Two weeks ago, a city employee showed up at her sleeping place in front of a store near the center, says the homeless woman. She can’t remember a name, but he showed her a green slip of paper, she says. "We were just packing up our bags," she says. "He told us that no one was allowed to sleep in the city anymore, and begging wasn’t allowed either." They still have a transition period of four weeks, she says. "Then someone will come and chase us all away."

The city of Hanover wants to know nothing of such an announcement. "I don’t know what homeless people have told you about a ‘four-week transition period’ and a ‘begging ban,’" a city spokesman wrote in a statement. "That is not comprehensible here." Instead, he points to the concept adopted last November.

City of culture with less music

This was initiated by the Lord Mayor of Hannover, Stefan Schostok (SPD). He justified the motion by saying that the "need for security and order in public spaces" is growing among Hanoverians. Schostok is making a great deal of effort to increase the sense of security among the city’s residents: more than 3.5 million euros per year have been earmarked for the project. Most of this will be spent on a new public order service that is to start patrolling the city on March 1.

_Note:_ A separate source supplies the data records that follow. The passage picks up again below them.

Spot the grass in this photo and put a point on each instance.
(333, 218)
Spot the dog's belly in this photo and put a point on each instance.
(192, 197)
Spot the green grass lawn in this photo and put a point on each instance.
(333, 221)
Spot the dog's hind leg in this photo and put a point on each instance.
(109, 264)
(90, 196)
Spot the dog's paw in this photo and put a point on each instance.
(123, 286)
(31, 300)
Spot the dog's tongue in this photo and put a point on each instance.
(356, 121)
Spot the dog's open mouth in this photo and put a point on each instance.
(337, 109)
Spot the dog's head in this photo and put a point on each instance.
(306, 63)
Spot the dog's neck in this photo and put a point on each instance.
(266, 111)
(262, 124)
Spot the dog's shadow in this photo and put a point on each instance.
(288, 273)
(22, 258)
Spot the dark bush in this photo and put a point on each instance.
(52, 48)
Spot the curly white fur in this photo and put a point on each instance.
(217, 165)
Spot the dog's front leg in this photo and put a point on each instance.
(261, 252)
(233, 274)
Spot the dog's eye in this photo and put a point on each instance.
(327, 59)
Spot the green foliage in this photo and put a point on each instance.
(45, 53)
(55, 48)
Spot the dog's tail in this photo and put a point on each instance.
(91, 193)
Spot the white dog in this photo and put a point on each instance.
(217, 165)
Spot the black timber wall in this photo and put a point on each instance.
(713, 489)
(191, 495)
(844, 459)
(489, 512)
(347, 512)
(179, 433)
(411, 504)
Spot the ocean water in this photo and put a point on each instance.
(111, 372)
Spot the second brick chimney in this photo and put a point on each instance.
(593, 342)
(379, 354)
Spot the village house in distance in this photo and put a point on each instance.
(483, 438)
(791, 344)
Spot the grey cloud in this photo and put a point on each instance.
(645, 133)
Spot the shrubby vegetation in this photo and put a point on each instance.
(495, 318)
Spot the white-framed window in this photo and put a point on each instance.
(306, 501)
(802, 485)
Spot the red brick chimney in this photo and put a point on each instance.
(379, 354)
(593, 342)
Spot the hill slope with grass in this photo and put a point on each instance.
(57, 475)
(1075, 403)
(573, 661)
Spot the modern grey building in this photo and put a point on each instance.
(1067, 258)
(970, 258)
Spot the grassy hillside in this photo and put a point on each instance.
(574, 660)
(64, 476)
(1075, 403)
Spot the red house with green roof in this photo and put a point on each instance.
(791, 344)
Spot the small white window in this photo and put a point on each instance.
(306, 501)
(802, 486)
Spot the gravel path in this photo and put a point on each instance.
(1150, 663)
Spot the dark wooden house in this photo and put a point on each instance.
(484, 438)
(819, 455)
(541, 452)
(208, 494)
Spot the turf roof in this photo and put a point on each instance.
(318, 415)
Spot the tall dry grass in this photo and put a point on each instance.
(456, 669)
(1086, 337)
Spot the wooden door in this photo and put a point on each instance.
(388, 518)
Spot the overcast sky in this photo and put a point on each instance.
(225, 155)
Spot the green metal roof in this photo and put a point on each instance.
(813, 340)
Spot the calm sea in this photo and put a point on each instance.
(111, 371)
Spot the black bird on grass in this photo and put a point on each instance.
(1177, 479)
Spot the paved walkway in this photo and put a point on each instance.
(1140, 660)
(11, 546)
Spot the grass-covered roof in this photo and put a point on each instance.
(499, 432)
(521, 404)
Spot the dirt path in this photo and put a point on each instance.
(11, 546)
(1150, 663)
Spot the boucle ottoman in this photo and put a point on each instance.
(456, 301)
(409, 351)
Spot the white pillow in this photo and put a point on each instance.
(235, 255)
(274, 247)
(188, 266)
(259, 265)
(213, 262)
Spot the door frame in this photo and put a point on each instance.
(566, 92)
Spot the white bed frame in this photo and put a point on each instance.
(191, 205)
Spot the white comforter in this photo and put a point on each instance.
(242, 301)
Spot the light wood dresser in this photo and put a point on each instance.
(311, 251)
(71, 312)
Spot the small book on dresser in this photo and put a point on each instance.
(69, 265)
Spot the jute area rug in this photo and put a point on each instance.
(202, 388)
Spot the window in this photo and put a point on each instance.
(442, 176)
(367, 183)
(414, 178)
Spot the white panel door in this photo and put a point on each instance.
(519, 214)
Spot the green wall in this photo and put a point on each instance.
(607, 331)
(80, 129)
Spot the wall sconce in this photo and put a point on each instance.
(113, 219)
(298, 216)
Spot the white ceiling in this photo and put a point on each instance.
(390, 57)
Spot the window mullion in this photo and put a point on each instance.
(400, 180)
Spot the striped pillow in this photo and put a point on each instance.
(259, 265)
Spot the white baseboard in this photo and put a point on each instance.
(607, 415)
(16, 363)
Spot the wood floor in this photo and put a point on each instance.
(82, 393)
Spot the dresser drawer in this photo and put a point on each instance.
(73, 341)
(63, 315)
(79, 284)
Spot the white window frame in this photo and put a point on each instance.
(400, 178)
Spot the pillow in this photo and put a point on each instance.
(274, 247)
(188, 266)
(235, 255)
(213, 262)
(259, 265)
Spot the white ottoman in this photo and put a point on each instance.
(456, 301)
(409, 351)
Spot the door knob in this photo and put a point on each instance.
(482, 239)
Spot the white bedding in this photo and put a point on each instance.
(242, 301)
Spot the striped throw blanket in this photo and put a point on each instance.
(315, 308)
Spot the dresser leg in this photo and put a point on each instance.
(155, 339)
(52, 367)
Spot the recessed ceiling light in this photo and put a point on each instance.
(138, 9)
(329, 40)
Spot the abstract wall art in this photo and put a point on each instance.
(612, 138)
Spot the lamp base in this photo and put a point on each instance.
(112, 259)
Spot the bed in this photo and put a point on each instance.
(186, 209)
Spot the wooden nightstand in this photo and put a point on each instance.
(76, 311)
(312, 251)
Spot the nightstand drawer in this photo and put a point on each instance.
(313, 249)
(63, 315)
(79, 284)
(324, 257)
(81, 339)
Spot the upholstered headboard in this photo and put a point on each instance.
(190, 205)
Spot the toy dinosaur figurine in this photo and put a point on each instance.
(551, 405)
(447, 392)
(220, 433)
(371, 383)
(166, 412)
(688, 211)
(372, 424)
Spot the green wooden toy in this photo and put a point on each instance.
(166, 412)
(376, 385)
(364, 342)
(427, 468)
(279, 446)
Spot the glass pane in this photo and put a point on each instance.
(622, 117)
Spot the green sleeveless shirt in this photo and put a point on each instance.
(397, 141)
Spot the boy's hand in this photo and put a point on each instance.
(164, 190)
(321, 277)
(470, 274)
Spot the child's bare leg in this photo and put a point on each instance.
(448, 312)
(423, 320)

In the city center, the employees will then also keep an eye on street musicians and beggars. The city of Hanover has now imposed stricter regulations on both. Street musicians are now only allowed to play for half an hour, must then take a half-hour break, and are then allowed to move on to the next of 17 permitted locations in the city center. Hanover is a "lively and open cultural city," Schostok writes in the motion. "The designation as Unesco – City of Music confirms this." But street music can be a burden for residents, he said.

According to Schostok’s motion, the situation is similar with so-called aggressive begging. This is getting worse in public places in Hannover, he said. "In some cases, beggars deliberately get in the way of passers-by, sometimes even holding them down." In addition, beggars sometimes have children with them or are organized in gangs.

"I think it’s right that this kind of thing is forbidden," says Norbert Herschel of the Diakonie’s homeless assistance service in Hanover. "Otherwise you have no recourse against it." But if someone simply sits on the street with their cup, that has to be tolerated, he says. "That’s what the city told me, too." If the homeless woman’s account proves true, Herschel says he wants to talk to the city about it. "A big city has to put up with homelessness, too."

Quiet begging to be tolerated

Schostok himself had emphasized in the motion that "quiet, unobtrusive begging" was in principle "not a disturbance of public safety and order". The council majority of SPD, Greens and FDP had decided the concept also so.

Steffen Mallast sits for the Greens in the Linden-Limmer district council. He is not satisfied with the city’s new concept. "Instead of putting money into repression, you could also help people," Mallast thinks. He is referring to the new, personnel-intensive public order service. If beggars had to get out of the city center, that would merely make poverty invisible, Mallast says. "But that doesn’t solve the problem structurally, it just sends people from place to place."

The homeless woman also doesn’t know where to go if she is indeed sent away. "I’m known here," she says. "I have my customers here who are very fond of me." But how, she asks, should she fight back?